Health-related AI applications will require strong infrastructural, legal and ethical frameworks. Government-led initiatives to develop and introduce health-related AI applications, across high-, low- and middle-income settings, need to consider these issues. Governments – as well as businesses and non-profit organizations developing AI solutions – also need to consider business model sustainability. This will be a challenge in low-resource contexts, where many of the key actors will not have the financial means to purchase these tools. As one private insurance company representative in East Africa noted: ‘I absolutely see the value of AI risk management tools and I realize that this would save us money, but I do not have the budget to buy something now which will save me money 12 months down the line.’ (USAID, 2019) This ‘applies to many LMIC governments that understand the value of these AI tools, but do not have the resources to buy them, or the human resources or internal IT capabilities to implement them’ (ibid.).
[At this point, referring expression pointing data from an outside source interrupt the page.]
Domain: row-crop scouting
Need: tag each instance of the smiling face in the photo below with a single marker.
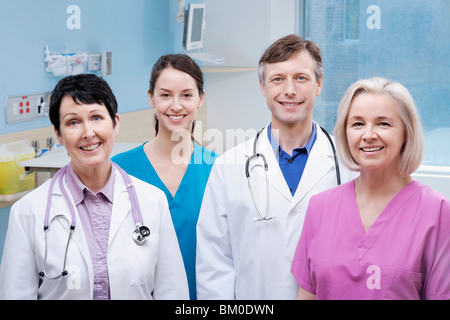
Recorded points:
(88, 134)
(176, 99)
(375, 132)
(290, 89)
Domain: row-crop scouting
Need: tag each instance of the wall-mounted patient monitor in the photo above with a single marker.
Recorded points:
(194, 26)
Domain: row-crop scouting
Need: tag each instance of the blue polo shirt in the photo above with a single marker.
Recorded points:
(293, 166)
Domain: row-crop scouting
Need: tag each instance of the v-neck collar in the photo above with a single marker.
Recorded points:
(366, 239)
(163, 187)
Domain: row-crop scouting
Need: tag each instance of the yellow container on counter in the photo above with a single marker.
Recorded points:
(14, 181)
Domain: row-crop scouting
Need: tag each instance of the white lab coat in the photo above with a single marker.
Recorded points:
(238, 258)
(154, 270)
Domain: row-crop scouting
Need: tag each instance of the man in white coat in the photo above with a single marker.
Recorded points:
(248, 228)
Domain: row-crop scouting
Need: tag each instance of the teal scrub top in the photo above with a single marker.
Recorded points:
(185, 205)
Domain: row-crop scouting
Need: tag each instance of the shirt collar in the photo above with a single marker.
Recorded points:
(276, 146)
(76, 187)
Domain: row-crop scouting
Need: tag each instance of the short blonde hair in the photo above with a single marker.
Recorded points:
(413, 150)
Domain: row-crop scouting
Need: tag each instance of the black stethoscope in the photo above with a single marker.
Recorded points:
(140, 233)
(257, 155)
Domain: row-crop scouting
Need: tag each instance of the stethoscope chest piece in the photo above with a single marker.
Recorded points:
(140, 234)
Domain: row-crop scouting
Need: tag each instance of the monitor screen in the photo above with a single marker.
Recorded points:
(194, 27)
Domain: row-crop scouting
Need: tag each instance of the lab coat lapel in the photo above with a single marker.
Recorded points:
(276, 178)
(121, 207)
(320, 162)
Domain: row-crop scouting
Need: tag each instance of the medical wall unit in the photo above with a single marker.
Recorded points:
(14, 180)
(194, 34)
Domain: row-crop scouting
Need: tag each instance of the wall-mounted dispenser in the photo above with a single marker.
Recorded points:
(60, 63)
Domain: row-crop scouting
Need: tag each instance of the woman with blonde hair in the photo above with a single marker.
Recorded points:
(382, 235)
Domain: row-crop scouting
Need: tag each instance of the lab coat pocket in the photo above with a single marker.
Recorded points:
(143, 261)
(400, 284)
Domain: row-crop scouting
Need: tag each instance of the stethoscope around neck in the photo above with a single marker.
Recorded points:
(140, 233)
(257, 155)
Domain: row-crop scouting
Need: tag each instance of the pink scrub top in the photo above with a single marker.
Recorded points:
(404, 255)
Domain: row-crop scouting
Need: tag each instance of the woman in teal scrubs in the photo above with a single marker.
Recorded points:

Equity issues do not just apply from country to country, but also arise out of the so-called ‘digital divide’, where different parts of the same society have differing levels of access to advanced technologies such as 4G networks and smartphones. AI tools for health that are enabled by mobile phone technology are only one example of how more connected populations and patients will benefit from services such as medical advice and information through devices to which poorer populations may not have access.
Governments engaging with integrating AI tools into healthcare systems will need to take into consideration not just ethical and legal issues (such as privacy, confidentiality, data security, ownership and informed consent) but also fairness, if AI and related technologies are to contribute to achieving the health-related Sustainable Development Goals (SDG) targets. Ubenwa, an AI application under development in Nigeria, aims to address SDG 3.2 (by 2030, end preventable deaths of newborns and children under five years of age) by providing existing diagnostics that are 95 per cent cheaper than existing clinical software. The AI used is a ML system that can take an infant’s cry as input and analyse the amplitude and frequency patterns in the cry to provide an instant diagnosis of birth asphyxia. The test results from Ubenwa’s diagnostic software have shown a sensitivity of more than 86 per cent and specificity of 89 per cent. The algorithm has been used in a mobile app that harnesses the processing capabilities of smartphones to provide near-instantaneous assessment of whether or not a newborn has or is at risk of asphyxia (Louise, 2018). Not only is Ubenwa cheaper, and therefore more easily available in low-resource settings; it is also non-invasive (Ubenwa.ai.). Technology trajectories and their impacts will be shaped by local socio-economic contexts, and thus will not be the same everywhere.
India provides a relevant and useful case study to contextualize some of these issues. The government of India recently released its AI strategy, and healthcare is a priority sector for its application in India (Niti Aayog, 2018a). The government seeks to position India as a ‘garage’ for developing AI solutions for the rest of the world. Many of challenges facing India – from the type of diseases to the quality of the health infrastructure – are shared by a number of other developing economies.